She let out a low laugh. “Well, it’s quite a bit of money, Ivy. I didn’t think it…prudentto give up on it.”
I smiled at her dry tone. “I appreciate it. Thank you again.”
“I’ll call you next week, Ivy.” With that she hung up.
My mom watched me with wide eyes, “So? What was that about?”
I laughed again, this felt so weird. “My trust,” I told her. “That was the lawyer Smith hired to help me before. I guess she’s been working on getting me the money Max left me.”
“Really?” Her eyes brightened with excitement. She reached out and pulled me into a hug. “That solves your college stress.”
I hugged her back. “And your rent stress.”
I felt her sigh as it rumbled through her chest. “You’re not using your money on me. I am excited about starting this new job. Really.”
I pulled back so she could see my narrowed eyes.
Her hand swatted my shoulder playfully. “You’re such a brat! Iamexcited. I’ve never done anything like this before. It will be good for me.” When I continued to stare at her skeptically, she finished in a humbled tone. “Honestly, Ivy, I think it will help me grow as a human. I could use some of that.”
I softened immediately and pressed a quick kiss to her cheek. “I think you’re growing as a human just fine.”
Her eyes filled with tears, as they usually did when we were nice to each other. “Ryder’s waiting on you.
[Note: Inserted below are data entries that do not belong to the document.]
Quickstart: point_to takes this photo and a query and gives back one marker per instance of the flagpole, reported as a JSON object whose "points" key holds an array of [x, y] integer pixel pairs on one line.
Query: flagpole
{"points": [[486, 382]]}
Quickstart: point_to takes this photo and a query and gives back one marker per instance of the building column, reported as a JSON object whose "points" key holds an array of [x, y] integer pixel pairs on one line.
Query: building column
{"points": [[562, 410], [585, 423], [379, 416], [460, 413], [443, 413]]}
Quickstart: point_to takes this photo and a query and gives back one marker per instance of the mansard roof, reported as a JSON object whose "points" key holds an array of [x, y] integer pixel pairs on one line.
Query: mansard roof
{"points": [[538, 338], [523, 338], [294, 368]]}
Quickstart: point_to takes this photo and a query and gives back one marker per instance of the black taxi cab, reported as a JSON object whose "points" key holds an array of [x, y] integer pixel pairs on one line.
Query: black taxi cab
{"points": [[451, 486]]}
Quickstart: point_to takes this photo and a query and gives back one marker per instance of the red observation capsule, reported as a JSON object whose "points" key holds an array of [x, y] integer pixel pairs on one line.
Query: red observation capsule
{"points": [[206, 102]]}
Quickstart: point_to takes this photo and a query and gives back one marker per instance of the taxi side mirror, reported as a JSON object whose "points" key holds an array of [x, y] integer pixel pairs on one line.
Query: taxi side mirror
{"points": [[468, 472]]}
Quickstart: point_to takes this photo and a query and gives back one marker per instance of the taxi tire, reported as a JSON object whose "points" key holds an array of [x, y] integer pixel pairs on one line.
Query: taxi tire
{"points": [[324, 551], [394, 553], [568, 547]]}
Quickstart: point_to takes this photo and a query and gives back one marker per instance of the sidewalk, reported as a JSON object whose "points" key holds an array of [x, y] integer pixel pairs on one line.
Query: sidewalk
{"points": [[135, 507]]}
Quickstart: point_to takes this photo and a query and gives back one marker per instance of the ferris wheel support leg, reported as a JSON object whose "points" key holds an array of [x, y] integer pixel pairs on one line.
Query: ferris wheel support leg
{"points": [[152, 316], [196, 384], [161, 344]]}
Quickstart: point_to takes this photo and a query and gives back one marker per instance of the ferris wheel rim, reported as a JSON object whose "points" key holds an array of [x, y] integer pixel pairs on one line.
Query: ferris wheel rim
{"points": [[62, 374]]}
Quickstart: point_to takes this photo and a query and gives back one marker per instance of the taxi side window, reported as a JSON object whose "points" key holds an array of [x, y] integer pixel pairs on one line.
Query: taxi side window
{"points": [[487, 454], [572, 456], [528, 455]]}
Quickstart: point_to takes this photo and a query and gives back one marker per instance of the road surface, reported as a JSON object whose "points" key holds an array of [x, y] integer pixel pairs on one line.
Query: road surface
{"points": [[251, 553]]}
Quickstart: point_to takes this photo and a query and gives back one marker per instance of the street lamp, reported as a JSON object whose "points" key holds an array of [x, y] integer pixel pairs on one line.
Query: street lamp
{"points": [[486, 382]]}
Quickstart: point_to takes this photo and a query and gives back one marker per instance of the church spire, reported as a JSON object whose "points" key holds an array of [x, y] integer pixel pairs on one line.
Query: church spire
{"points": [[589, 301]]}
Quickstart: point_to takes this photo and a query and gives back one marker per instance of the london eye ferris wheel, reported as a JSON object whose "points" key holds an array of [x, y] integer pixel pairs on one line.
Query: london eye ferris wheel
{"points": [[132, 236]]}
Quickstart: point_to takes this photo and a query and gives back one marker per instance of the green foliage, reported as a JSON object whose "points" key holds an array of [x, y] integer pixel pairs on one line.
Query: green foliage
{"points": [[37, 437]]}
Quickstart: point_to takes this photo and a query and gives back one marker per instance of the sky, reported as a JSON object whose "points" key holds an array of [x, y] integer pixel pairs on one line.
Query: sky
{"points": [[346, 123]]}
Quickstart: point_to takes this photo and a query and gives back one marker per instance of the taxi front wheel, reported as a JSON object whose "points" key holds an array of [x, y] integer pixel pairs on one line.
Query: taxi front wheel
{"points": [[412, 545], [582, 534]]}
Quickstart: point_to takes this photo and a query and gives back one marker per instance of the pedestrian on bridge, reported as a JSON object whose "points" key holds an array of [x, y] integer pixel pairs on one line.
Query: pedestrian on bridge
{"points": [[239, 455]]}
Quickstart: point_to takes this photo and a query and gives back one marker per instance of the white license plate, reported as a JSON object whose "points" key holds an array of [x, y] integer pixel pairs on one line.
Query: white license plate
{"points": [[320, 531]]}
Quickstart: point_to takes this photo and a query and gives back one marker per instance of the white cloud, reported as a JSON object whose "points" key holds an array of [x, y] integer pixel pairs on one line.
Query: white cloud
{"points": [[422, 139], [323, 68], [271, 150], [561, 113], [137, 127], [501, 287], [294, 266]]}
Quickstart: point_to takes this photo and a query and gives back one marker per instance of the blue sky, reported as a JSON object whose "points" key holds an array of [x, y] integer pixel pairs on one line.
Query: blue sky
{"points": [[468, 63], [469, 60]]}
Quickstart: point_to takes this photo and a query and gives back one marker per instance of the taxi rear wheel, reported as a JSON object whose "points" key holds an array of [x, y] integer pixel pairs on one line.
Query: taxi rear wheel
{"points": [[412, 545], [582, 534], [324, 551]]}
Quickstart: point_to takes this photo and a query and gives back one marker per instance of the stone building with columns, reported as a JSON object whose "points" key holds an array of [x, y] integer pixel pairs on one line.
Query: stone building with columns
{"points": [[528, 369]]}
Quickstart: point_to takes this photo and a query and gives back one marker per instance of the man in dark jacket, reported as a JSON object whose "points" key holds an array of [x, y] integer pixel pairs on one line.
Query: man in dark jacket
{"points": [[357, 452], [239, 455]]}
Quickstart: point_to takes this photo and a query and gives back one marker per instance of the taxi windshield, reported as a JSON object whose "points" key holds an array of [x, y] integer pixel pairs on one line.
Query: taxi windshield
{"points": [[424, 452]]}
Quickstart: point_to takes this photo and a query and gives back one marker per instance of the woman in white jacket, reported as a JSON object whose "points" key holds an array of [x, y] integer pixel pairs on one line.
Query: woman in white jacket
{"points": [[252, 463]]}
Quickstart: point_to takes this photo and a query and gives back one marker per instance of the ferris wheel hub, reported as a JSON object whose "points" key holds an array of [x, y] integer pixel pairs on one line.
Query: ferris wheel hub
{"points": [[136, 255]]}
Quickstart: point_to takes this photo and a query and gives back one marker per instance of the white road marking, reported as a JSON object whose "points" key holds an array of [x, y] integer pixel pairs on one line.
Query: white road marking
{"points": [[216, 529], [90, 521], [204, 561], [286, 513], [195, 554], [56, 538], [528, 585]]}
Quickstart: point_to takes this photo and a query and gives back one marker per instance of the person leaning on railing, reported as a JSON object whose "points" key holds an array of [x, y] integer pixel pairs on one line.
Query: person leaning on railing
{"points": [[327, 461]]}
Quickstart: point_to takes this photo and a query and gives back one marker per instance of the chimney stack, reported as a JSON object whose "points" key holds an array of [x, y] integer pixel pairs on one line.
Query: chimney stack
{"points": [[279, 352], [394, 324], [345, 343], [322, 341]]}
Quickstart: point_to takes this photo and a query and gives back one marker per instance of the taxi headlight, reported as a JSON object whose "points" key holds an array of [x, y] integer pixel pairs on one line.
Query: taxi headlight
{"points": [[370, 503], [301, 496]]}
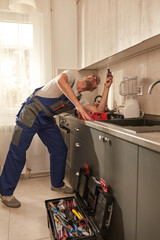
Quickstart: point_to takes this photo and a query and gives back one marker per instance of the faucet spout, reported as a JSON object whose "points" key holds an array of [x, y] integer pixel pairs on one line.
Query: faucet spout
{"points": [[152, 86]]}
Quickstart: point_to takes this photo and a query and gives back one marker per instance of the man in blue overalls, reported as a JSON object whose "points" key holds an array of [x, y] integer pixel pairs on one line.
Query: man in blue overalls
{"points": [[61, 94]]}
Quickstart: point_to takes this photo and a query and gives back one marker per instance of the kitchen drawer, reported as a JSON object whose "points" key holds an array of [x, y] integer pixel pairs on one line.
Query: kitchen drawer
{"points": [[77, 153], [78, 130]]}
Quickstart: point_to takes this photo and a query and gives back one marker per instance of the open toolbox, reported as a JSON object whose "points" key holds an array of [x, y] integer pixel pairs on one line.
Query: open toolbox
{"points": [[86, 215]]}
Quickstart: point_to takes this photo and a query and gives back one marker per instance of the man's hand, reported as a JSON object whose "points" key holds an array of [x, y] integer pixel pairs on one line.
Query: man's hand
{"points": [[108, 81], [82, 112]]}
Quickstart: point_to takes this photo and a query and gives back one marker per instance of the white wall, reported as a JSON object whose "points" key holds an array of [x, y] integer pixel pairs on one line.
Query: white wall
{"points": [[64, 27]]}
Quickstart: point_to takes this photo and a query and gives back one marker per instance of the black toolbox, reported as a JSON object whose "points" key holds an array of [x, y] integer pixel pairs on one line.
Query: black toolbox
{"points": [[86, 215]]}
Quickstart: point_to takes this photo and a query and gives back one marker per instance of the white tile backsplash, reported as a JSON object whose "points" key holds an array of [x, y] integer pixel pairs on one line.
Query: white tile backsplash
{"points": [[147, 68]]}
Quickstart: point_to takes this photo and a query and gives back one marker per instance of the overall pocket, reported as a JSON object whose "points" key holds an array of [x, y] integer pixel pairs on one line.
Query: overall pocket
{"points": [[16, 135], [29, 114], [61, 106]]}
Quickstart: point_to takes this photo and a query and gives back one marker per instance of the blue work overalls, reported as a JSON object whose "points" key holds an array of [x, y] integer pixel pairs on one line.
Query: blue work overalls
{"points": [[36, 116]]}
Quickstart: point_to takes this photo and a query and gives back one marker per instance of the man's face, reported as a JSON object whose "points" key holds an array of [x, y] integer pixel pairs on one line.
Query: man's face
{"points": [[92, 83]]}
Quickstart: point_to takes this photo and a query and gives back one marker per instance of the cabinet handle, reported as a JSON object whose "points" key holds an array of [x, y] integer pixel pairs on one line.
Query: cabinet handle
{"points": [[77, 145], [104, 139], [101, 137]]}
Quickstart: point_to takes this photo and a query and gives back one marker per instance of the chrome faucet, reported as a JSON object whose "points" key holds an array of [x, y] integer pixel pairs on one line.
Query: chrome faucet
{"points": [[152, 86]]}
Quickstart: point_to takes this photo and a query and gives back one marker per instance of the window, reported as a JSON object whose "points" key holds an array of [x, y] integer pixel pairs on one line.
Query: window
{"points": [[16, 40]]}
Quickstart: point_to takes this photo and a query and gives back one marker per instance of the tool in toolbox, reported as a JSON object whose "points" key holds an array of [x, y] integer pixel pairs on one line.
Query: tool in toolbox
{"points": [[70, 218]]}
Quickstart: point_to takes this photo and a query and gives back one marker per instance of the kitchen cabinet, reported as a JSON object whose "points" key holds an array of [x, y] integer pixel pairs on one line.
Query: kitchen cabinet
{"points": [[115, 160], [148, 195], [77, 150], [96, 35], [107, 28]]}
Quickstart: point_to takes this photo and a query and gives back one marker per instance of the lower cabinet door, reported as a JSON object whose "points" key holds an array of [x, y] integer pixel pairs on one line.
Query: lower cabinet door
{"points": [[77, 157], [121, 175], [148, 216]]}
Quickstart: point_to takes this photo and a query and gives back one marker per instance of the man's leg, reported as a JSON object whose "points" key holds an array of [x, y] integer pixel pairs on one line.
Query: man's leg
{"points": [[52, 138], [15, 159]]}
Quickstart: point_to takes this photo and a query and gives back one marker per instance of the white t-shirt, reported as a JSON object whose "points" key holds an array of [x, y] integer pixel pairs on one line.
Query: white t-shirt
{"points": [[52, 90]]}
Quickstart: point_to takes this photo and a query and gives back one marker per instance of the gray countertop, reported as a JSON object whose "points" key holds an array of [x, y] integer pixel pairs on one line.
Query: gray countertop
{"points": [[150, 140]]}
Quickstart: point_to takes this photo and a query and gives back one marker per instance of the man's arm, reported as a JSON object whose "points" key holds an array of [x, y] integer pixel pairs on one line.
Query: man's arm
{"points": [[67, 90], [102, 105]]}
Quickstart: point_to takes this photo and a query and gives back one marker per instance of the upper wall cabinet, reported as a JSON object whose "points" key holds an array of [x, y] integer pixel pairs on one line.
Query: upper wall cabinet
{"points": [[96, 34], [109, 27]]}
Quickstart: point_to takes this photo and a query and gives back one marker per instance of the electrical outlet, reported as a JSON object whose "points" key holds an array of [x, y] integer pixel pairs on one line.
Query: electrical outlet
{"points": [[140, 90]]}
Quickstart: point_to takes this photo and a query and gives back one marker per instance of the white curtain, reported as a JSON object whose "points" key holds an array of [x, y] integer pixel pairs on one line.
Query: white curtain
{"points": [[21, 68]]}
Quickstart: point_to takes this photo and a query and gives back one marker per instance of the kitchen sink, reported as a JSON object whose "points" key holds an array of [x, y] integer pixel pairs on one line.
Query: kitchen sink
{"points": [[137, 125]]}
Wear a coat.”
“Yes, mother.”
“And say goodbye to your sister before you go!”
“Like she would let me leave without saying goodbye.”
We smiled at each other and made our way to the living room. Things with my mom had improved beyond anything I had expected or hoped for over the last six months.
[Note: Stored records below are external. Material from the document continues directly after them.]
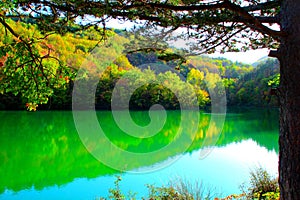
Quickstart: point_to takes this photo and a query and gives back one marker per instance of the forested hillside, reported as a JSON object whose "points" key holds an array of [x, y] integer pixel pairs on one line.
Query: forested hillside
{"points": [[245, 85]]}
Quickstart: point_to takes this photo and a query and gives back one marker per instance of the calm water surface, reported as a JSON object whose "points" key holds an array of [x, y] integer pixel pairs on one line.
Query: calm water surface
{"points": [[42, 156]]}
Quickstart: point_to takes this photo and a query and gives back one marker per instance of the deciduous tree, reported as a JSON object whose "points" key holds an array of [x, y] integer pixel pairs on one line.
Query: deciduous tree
{"points": [[234, 25]]}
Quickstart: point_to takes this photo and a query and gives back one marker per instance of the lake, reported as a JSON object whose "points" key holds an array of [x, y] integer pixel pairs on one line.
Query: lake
{"points": [[42, 156]]}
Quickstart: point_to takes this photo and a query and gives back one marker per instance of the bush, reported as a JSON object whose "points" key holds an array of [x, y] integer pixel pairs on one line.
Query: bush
{"points": [[262, 186]]}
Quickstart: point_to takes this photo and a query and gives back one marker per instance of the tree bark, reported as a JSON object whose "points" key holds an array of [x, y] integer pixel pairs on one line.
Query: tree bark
{"points": [[289, 138]]}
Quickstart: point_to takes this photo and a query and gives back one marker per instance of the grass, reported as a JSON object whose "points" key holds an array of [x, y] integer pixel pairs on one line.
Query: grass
{"points": [[262, 187]]}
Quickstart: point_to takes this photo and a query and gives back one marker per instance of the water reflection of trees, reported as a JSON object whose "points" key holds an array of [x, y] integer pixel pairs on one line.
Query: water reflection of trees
{"points": [[43, 149]]}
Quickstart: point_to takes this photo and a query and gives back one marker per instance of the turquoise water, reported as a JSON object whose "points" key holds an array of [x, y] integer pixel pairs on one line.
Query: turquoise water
{"points": [[42, 156]]}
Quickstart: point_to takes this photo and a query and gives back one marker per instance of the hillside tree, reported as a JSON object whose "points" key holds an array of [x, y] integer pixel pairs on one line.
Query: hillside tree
{"points": [[231, 25]]}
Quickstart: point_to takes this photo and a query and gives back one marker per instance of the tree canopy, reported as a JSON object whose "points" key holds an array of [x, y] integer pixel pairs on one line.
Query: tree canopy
{"points": [[232, 24]]}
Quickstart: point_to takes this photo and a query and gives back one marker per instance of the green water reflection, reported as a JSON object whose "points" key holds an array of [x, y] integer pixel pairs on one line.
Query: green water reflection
{"points": [[43, 149]]}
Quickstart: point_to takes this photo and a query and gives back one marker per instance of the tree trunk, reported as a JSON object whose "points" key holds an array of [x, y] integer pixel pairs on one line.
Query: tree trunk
{"points": [[289, 138]]}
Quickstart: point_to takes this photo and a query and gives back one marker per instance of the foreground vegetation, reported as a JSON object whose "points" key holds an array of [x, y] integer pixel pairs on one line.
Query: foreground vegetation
{"points": [[261, 187], [20, 88]]}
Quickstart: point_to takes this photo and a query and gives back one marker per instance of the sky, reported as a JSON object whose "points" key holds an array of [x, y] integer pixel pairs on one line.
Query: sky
{"points": [[248, 57]]}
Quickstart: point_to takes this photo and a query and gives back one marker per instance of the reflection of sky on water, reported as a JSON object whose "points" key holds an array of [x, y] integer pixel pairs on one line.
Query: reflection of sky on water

Without the weight of the Greek world and Nix’s constant pressure, my mother had become a completely different person… or maybe she’d become the person she truly was meant to be.
It hadn’t been easy. We’d shed a lot of tears over the last few months. She put herself in counseling as soon as we got home and between her therapist and me, she was slowly working through a lifetime of suffering.
There had been a lot of grief, a lot of toxicity and an impossible amount of self-worth issues. She blamed herself for so much. And she’d seen more than her fair share of despicable things.
I had gone to her therapist a few times too. I had a lot of guilt from Exie’s death and there had been times when I thought I would shatter from grief and residual trauma. Sometimes the weight of what I went through was crushing; sometimes it threatened to rip me into a million, unfixable pieces. But when I compared my eighteen years to my mother’s forty-plus… I couldn’t imagine how much baggage she carried.
We were both on our way to healthy, but there was a lot of work left to do.
Our relationship had been our top priority though and her relationship with Honor. It had started the day we came back home. After we’d dealt with Exie’s body and Sloane had gone home to her mother, Ava had gone to bed. Ryder had stayed with me while I opened the letter.
I wasn’t prepared for the thick pages that she’d written for me. I wasn’t prepared to see her guilt spilled on page after page, words mingled with her tears, her pretty handwriting scrawled with shaking hands and a well of regret and disappointment with herself.
She’d filled pages with two sentences written over and over and over. They were written for every day that I had been born. The paper had changed over the years and the older pages were yellowed and sometimes torn.
But for each day I had been alive, she’d written simply, “I’m so sorry. I love you.”
When Nix came for her, she knew she would die. She had hurriedly stuffed the pages into an envelope, her words ending in the middle of her sentence. The last line had said, “I’m so...”
When I showed her the letters the next day, after she’d slept over twenty-four hours, she finished it.
She had pulled me into a hug, maybe the first real hug she’d ever given me and said, “Sorry. I love you,” over and over and over… until I had said them back. Until the words I confessed to her were true.
Since then we’d spent every day trying to be the mother and daughter we had never been before.
We had been given a second chance. Neither of us was going to take that for granted.